Des portraits géants d’Ali Khamenei ornent désormais la façade de la Mosalla, emblème des rassemblements religieux et politiques en Iran. Des ouvriers y apportent les dernières touches, tandis que les forces de sécurité assurent une présence discrète mais efficace. Les médias, comme l’AFP, témoignent de cette effervescence en cours à l'approche de ce moment solennel.
Les hommages à la Mosalla de Téhéran
L'architecture de la Mosalla, conçue pour accueillir des prières massives et des commémorations officielles, se prépare à recevoir les hommages. À l'intérieur, des ouvriers s'affairent sur des échafaudages pour finaliser les préparatifs, tendant à souligner l'importance de cet événement. Des responsables d'une trentaine de pays sont invités, bien que l’absence des représentants européens ait été soulignée par le porte-parole du ministère des Affaires étrangères, Esmaïl Baghaï.
Quels enjeux politiques ?
Ces funérailles surviennent dans un contexte de tension, marquées par des manifestations récentes contre la vie chère qui ont secoué le pays. Des experts estiment que l’organisation de tels hommages vise à renforcer l’unité nationale face aux défis internes. Selon Ali-Akbar Pourjamshidian, un responsable de l’organisation des obsèques, cela vise à unir les diverses composantes politiques, sociales et religieuses autour de la figure du guide suprême.
Températures caniculaires
La coalition de forces en présence, dont les victimes du bombardement tragique qui a mis fin à la vie de Khamenei, pèse également sur l'ampleur des obsèques. Pour ces funérailles, les autorités attendent une participation massive, entraînant des restrictions sévères à la circulation. La capitale sera presque totalement bouclée durant cette période, ce qui provoque déjà des embouteillages à l’approche des festivités.

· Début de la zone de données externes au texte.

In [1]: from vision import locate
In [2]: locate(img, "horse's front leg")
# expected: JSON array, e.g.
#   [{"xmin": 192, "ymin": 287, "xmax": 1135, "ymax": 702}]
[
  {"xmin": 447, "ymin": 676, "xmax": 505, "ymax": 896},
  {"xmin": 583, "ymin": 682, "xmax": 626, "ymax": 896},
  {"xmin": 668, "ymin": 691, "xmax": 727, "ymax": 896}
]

La télévision d’État multiplie les documentaires sur la vie de Khamenei, tout en mettant en garde contre les fortes chaleurs de juillet pendant la cérémonie. Le cortège funèbre passera également par des lieux saints en Irak avant d'atteindre sa dernière demeure. Le fils de Khamenei, Mojtaba, a pris la succession de son père sans être encore visible en public.